In his time as a member of the Hungarian government, he held various positions, such as Minister of Agriculture (1944-1945), Minister of the Interior (1945-1946) and President of the National Assembly (1947) until in 1949, because of the harsh criticism of the Party for its agrarian policy, was expelled from the Politburo. In 1951, after a public renunciation of his criticisms, he was admitted again until he became the Prime Minister after Stalin's death.

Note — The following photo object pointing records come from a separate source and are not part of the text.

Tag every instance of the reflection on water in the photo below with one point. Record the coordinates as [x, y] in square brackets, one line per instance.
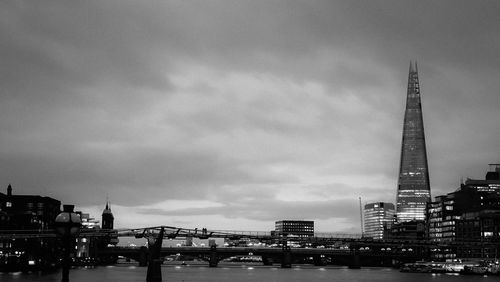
[245, 273]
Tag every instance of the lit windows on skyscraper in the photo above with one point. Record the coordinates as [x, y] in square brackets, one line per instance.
[413, 181]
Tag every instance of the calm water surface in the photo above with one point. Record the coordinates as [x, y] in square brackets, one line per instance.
[245, 273]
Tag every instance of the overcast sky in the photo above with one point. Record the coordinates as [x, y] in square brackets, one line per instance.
[235, 114]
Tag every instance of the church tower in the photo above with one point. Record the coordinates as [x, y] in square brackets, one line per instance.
[107, 217]
[413, 182]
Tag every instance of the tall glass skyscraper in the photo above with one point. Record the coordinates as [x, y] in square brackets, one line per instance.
[413, 183]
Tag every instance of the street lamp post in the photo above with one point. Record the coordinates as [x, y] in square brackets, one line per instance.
[68, 226]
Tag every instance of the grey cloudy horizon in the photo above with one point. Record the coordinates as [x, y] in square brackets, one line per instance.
[234, 114]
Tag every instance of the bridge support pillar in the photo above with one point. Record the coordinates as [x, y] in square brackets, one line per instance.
[319, 260]
[286, 260]
[154, 267]
[267, 260]
[355, 260]
[214, 259]
[143, 256]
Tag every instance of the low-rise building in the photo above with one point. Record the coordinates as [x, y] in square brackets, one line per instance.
[298, 228]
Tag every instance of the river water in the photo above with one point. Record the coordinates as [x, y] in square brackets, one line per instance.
[244, 273]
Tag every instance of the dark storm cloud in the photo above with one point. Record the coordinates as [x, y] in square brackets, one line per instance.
[208, 99]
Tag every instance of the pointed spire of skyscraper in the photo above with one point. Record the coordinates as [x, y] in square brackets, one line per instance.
[413, 181]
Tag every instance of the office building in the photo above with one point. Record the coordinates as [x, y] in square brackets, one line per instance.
[378, 219]
[413, 191]
[27, 213]
[298, 228]
[470, 215]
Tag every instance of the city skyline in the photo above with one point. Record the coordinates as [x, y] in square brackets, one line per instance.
[235, 115]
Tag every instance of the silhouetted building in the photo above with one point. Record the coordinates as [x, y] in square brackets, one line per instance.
[409, 230]
[107, 226]
[413, 181]
[299, 228]
[107, 217]
[470, 215]
[379, 218]
[27, 214]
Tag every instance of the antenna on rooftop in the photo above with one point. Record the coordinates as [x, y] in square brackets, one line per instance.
[361, 216]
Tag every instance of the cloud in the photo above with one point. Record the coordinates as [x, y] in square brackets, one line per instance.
[293, 107]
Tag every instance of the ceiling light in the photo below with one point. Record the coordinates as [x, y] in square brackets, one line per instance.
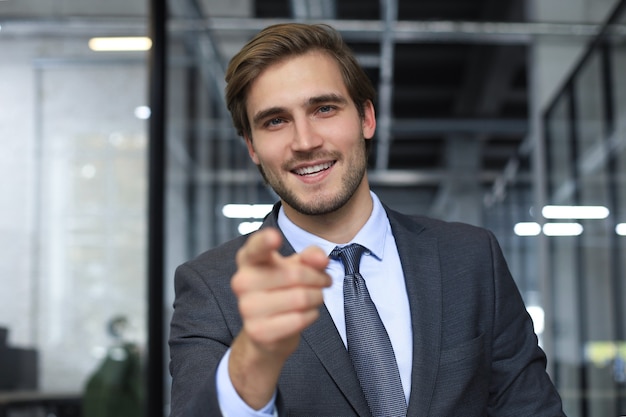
[135, 43]
[527, 229]
[575, 212]
[248, 227]
[562, 229]
[246, 211]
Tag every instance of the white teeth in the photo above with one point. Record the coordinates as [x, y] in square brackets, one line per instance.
[313, 169]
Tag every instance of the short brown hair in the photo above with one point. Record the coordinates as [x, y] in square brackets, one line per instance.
[280, 41]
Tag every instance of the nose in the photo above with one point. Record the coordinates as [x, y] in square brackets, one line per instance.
[306, 136]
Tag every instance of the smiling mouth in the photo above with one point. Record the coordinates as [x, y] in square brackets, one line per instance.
[313, 169]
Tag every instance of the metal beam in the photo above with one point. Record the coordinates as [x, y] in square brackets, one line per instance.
[352, 30]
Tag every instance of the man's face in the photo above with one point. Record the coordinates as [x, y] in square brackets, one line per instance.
[307, 137]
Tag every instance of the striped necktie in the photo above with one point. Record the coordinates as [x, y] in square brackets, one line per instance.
[369, 346]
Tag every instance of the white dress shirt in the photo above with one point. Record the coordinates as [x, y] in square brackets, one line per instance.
[382, 271]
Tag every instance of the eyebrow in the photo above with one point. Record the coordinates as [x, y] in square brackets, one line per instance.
[273, 111]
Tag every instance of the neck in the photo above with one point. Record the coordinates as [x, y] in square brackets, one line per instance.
[339, 226]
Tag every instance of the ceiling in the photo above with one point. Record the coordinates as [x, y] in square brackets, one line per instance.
[452, 108]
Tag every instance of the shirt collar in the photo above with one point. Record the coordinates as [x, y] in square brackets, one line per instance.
[372, 235]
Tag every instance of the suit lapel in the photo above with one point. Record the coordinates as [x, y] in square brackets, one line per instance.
[420, 262]
[324, 340]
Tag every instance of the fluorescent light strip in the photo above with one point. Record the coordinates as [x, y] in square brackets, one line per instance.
[575, 212]
[527, 229]
[248, 227]
[562, 229]
[246, 211]
[135, 43]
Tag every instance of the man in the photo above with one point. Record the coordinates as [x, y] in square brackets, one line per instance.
[260, 325]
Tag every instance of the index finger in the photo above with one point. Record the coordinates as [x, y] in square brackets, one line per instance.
[259, 247]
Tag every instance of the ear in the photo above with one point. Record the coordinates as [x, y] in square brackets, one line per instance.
[369, 120]
[251, 150]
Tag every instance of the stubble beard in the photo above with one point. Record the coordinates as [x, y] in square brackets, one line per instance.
[320, 204]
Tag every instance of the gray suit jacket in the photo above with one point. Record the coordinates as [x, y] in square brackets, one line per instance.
[474, 349]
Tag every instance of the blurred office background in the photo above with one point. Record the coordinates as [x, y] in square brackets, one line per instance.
[116, 166]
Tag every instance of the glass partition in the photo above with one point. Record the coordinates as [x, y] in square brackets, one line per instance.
[585, 164]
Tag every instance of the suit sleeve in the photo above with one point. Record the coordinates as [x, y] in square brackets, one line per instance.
[199, 337]
[519, 384]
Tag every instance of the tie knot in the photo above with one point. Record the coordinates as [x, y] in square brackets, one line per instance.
[350, 256]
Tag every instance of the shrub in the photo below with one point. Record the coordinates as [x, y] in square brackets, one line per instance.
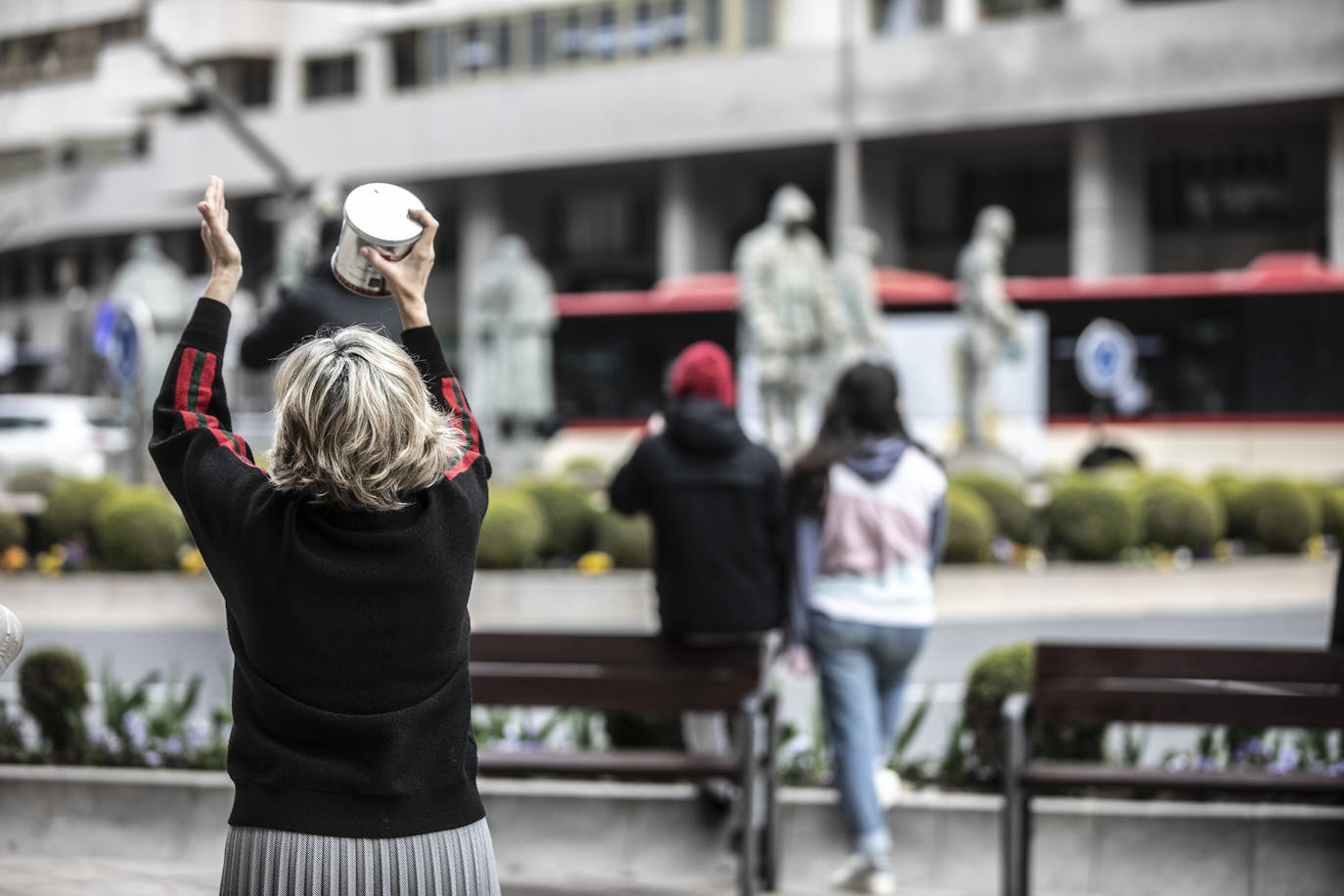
[1093, 518]
[513, 532]
[13, 531]
[53, 686]
[1012, 516]
[139, 529]
[1279, 515]
[1232, 492]
[992, 679]
[71, 507]
[970, 527]
[1332, 514]
[570, 520]
[1179, 514]
[628, 539]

Imre Nagy began to carry out a process of political and economic relaxation, which reached dangerous extremes for the system itself. In 1956, the new Soviet government did not welcome the Hungarian reforms, which could lead to total political instability, and there were a series of revolts throughout the country, also fueled by the de-Stalinization events in the same Soviet Union. The crisis also acquired a political angle, and reached an untenable point for Nagy, when Janos Kadar resigned due to the prevailing situation, and on November 1 formed the Hungarian Socialist Workers Party, for four days later to appoint a "Revolutionary, Worker and Peasant" provisional government, while the Red Army troops entered Budapest.
Nagy took refuge that same day in the embassy of Yugoslavia where he was offered protection. Days later he left the embassy and was deported to Romania on November 23. After almost two years of detention and after processing him in a secret trial, he was sentenced to death and executed on June 16, 1958, at 62 years of age.